La coplilla dice así:

Soy soldado de marina

y en el cuello llevo un ancla,

y aunque vaya a Filipinas

nunca pierdo la esperanza.

Si te toca te jodes,

que te tienes que ir,

que tu padre no tiene 

para librarte a ti.

La última estrofa refleja bien a las claras que era la clase proletaria la que constituía la carne de cañón. Así ha sucedido casi siempre en todas las guerras. Las clases más menesterosas son las que han cargado con el peso de la guerra poniendo los muertos. Los que tenían dinero podían librarse de ir a Cuba, Filipinas, Marruecos,…a encontrar la muerte defendiendo los intereses de una monarquía colonialista. Los ricos se salvaban de la quema sustituyendo a sus vástagos por necesitados de dinero para poder medio vivir.

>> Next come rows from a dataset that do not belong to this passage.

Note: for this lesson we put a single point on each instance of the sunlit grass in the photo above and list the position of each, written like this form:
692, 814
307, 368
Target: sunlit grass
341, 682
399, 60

Por eso soy de la opinión que quienes deberían de ir, los primeros, a la primera línea de los frentes de batalla tendrían que ser los responsables de declarar las guerras y todos sus familiares. Habría menos guerras. Seguro.

*Petrovski y Kuchinov es el seudónimo de un redactor que se desdobla en dos facetas. Petrovski es objetivo y señala la noticia sin ningún tipo de comentario. Kuchivov opina, tiene su punto de vista, aunque siempre argumentando. Ejerce la crítica razonada. Porque criticar por criticar, sin ningún fundamento, es algo vano, inútil, deleznable.